Conducted by San Francisco-based research firm Rockman, et al, the study looked at performance assessments, surveys and standardized test scores to evaluate students’ research and writing skills, ability to interpret historical information, academic performance and interest in past and current events. Researchers then compared their evaluations of students who participated in National History Day (NHD) to their peers who did not participate in the program.

The study, conducted at four sites around the country, found that on nearly every measure, NHD students’ scores or ratings were higher than their peers who did not participate in the program. The sites evaluated included school districts in urban, suburban and rural settings: Aldine Unified School District, Houston, Texas; Chesterfield County Schools, Chesterfield, S.C.; a large public school district in Colorado; and Paterson Public Schools, Paterson, N.J.

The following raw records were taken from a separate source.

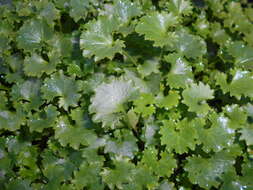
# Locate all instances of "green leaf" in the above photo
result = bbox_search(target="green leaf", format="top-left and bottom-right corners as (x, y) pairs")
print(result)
(182, 82), (214, 114)
(73, 162), (104, 190)
(11, 79), (43, 109)
(216, 69), (253, 99)
(173, 29), (207, 59)
(17, 19), (53, 51)
(0, 110), (25, 131)
(134, 93), (155, 117)
(137, 60), (159, 78)
(165, 54), (193, 88)
(69, 0), (89, 22)
(104, 130), (138, 158)
(240, 125), (253, 146)
(113, 0), (141, 24)
(35, 0), (60, 26)
(228, 41), (253, 70)
(168, 0), (193, 16)
(156, 90), (180, 110)
(141, 148), (177, 177)
(89, 78), (135, 128)
(198, 114), (235, 152)
(159, 119), (198, 154)
(80, 17), (125, 61)
(135, 12), (178, 47)
(27, 105), (59, 132)
(41, 70), (80, 110)
(24, 53), (56, 77)
(6, 179), (32, 190)
(54, 117), (97, 150)
(184, 152), (235, 189)
(101, 159), (135, 189)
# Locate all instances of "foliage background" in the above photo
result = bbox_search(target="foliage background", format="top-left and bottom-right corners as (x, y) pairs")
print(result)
(0, 0), (253, 190)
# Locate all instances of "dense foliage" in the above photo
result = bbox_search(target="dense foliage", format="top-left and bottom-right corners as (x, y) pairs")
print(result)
(0, 0), (253, 190)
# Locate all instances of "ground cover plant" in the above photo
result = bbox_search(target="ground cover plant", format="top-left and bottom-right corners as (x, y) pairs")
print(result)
(0, 0), (253, 190)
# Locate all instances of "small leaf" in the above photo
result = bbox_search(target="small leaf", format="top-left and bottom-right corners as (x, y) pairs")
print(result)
(89, 78), (135, 128)
(182, 82), (213, 114)
(165, 54), (193, 88)
(135, 12), (178, 47)
(24, 53), (56, 77)
(17, 19), (53, 51)
(80, 17), (125, 61)
(168, 0), (193, 16)
(41, 70), (80, 110)
(159, 119), (198, 154)
(185, 152), (235, 189)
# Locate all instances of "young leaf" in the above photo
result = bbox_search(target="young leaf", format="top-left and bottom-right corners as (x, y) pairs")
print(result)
(182, 82), (213, 114)
(80, 17), (125, 61)
(135, 12), (178, 47)
(89, 78), (136, 128)
(41, 70), (81, 110)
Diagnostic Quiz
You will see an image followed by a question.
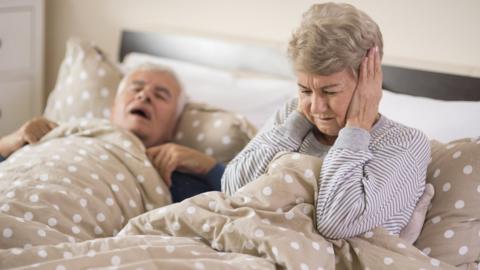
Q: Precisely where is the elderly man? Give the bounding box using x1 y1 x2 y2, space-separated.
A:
0 63 224 202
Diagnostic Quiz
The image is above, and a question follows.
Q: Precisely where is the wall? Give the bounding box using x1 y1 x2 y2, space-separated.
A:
45 0 480 99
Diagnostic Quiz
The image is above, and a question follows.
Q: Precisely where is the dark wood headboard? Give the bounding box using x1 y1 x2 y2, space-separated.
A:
119 31 480 101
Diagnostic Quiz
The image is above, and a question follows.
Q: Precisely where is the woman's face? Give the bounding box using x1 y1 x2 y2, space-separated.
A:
297 70 357 137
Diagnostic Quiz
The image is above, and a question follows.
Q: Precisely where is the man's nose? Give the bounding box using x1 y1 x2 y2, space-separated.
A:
135 89 152 102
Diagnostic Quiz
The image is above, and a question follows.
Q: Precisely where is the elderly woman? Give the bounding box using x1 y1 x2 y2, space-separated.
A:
222 3 430 239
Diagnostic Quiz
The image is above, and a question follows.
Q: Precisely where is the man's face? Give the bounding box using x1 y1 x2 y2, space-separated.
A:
298 70 356 137
112 70 180 148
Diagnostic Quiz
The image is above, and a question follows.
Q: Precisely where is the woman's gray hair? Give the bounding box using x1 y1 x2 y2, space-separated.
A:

The survey included a slightly higher sample of African American and Hispanic students compared to the population breakdown in U.S. public schools.

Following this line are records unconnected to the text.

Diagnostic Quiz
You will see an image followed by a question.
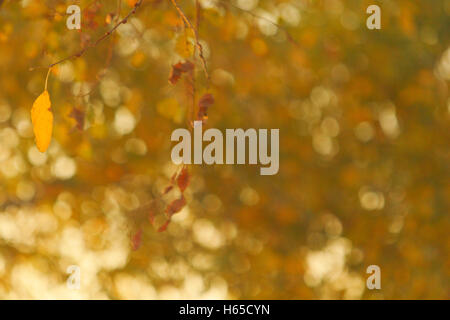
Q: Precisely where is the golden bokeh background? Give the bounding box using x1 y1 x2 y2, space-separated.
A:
0 0 450 299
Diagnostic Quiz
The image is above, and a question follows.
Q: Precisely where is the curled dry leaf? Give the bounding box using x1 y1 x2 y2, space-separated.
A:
158 219 170 232
169 61 194 84
166 195 186 218
163 185 173 195
69 108 84 131
177 167 190 192
197 93 214 121
31 90 53 152
131 229 142 250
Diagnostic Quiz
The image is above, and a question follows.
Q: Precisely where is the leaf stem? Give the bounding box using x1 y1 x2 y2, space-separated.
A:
44 67 52 91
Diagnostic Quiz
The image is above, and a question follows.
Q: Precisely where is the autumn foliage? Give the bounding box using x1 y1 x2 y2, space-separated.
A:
0 0 450 299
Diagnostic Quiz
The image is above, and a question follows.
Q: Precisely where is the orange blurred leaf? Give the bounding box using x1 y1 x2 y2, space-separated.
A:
31 90 53 152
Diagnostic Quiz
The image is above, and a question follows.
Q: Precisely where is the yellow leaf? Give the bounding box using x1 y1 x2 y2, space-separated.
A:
31 90 53 152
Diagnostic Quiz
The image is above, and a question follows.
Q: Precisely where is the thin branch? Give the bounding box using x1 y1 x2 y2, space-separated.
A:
30 0 144 71
215 0 300 47
44 68 52 91
170 0 209 83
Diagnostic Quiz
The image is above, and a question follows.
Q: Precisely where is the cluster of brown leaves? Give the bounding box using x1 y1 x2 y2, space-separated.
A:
158 167 190 232
131 166 191 250
169 61 194 85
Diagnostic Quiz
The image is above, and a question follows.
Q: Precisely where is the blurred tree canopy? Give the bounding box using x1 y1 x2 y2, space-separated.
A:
0 0 450 299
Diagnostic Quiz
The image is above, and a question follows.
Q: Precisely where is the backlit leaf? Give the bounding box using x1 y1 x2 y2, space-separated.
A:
31 90 53 152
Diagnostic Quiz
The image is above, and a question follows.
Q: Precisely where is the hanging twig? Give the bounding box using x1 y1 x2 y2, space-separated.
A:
30 0 144 71
170 0 209 83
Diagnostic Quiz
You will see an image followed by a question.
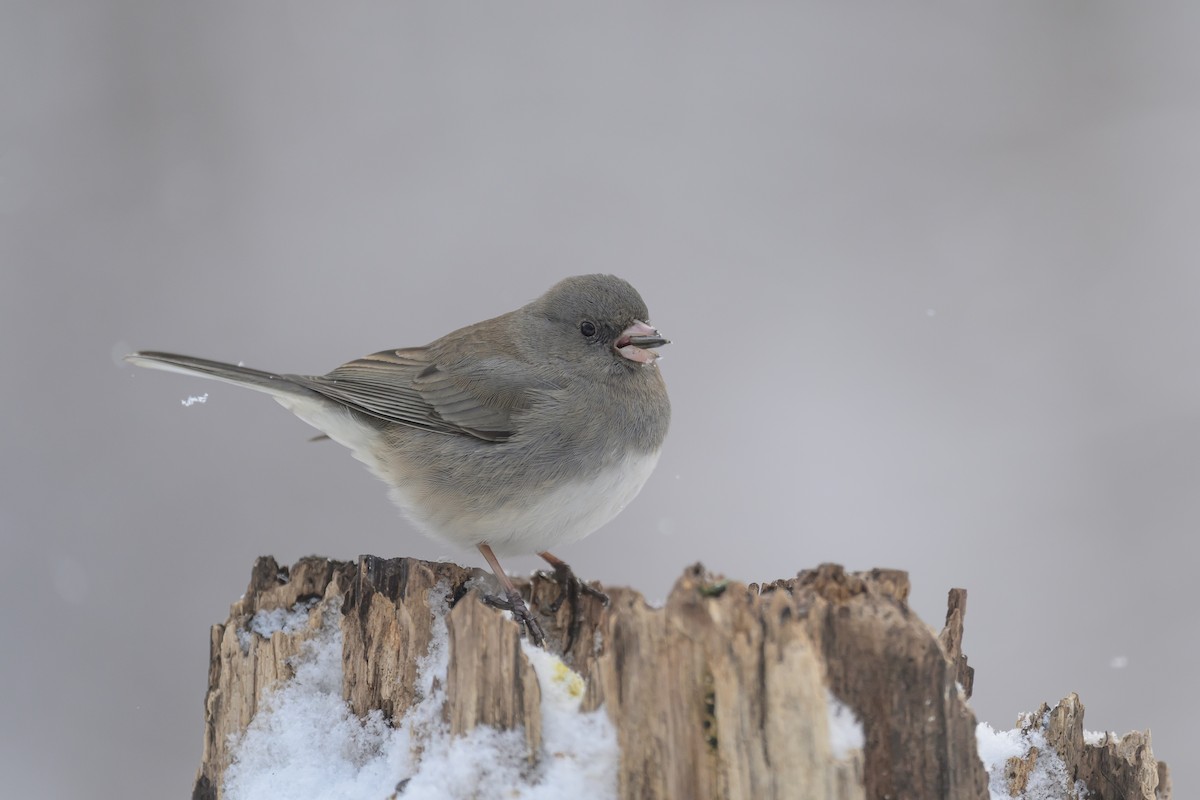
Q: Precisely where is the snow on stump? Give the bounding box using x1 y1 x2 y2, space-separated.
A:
193 555 1170 800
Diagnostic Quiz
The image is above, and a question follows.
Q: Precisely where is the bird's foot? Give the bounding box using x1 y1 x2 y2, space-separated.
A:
484 589 546 648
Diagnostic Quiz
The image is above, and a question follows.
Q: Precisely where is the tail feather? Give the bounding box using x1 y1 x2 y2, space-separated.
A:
125 350 317 397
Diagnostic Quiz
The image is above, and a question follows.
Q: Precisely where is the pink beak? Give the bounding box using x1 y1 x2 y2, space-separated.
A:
613 320 671 365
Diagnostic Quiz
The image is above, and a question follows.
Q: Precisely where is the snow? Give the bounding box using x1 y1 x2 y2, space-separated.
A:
826 690 865 759
224 587 619 800
1084 730 1121 747
238 600 318 652
976 718 1087 800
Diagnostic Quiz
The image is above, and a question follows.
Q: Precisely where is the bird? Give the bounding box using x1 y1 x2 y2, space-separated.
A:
125 275 671 645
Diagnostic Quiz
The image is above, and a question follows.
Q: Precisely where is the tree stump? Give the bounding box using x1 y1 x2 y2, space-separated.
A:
193 555 1170 800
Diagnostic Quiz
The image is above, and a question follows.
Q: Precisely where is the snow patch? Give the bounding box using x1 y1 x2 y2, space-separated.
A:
238 599 320 652
224 585 619 800
976 718 1088 800
826 688 866 759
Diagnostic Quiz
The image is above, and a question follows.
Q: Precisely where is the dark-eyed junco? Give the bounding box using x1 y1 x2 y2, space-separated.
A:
126 275 671 643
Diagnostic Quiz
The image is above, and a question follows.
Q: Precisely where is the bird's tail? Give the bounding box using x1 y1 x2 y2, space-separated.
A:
125 350 314 398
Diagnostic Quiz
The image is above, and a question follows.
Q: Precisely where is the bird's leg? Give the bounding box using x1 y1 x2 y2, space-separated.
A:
538 551 608 618
479 543 547 648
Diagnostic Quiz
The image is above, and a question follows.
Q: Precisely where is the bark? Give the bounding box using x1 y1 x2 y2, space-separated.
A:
193 557 1169 800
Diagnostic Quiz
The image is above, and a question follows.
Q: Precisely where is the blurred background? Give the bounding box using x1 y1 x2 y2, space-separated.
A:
0 0 1200 798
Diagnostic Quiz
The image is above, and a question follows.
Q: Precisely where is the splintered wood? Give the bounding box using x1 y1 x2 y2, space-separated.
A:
193 557 1169 800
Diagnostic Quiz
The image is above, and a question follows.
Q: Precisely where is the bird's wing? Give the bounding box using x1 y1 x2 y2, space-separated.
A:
288 348 552 441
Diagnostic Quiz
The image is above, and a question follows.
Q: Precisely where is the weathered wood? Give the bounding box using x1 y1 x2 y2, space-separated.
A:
193 557 1169 800
1008 692 1171 800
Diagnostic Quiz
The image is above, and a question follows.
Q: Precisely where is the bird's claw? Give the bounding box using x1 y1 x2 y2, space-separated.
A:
484 589 546 648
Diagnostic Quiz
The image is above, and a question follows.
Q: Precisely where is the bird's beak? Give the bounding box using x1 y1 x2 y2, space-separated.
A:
613 320 671 363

Shane Fairbanks' students at Central HighABOUT NATIONAL HISTORY DAY
Montana is a relative newcomer to the National History Day Program, starting in 2008 and having the first state competition in 2009. It has grown dramatically in its three-year history, from 48 participants in two schools during the 2008-09 school year to over a 1,000 participating in 12 schools from Glendive to Corvallis.

“The growth has been incredibly fast and I think it speaks to the obvious value of the program” said Rust. 

In 2010, the Montana Association of REALTORS donated $15,000 to help further develop the program.

“The Montana Association of Realtors promotes quality of life issues as its major focus.  When the opportunity to sponsor Montana History Day came about, the association saw a way to help the children of our state enjoy a program that encourages the active study of history through involvement” said realtor Frosty Erben. “It is a way for us to give back something of value and support a unique opportunity for our children.”

The annual contest is held on the MSU Billings main campus in April of each year and is open to the public.  The program culminates in a national competition each June held at the University of Maryland at College Park.

“I encourage the public to come see what these students can do.  The projects are wonderful and frankly, it just fun to see them” said Rust.

To find out more about the program, go to www.nhd.org. or http://mtnhd.weebly.com or contact Rust at 657-2891.  

PHOTO ABOVE: These four Advance Placement history students at Billings Central Catholic High School are among the dozens at the school who will participate in the Montana National History Day program coordinated by Montana State University Billings.  From left to right they are Thomas Litton, Bridger Smith, John Werner and Mikey Wall. Behind them is a display board the four did about the Treaty of Versailles that will be used for this year’s competition. At far right is their teacher, Shane Fairbanks. Fairbanks is also a graduate of MSU Billings.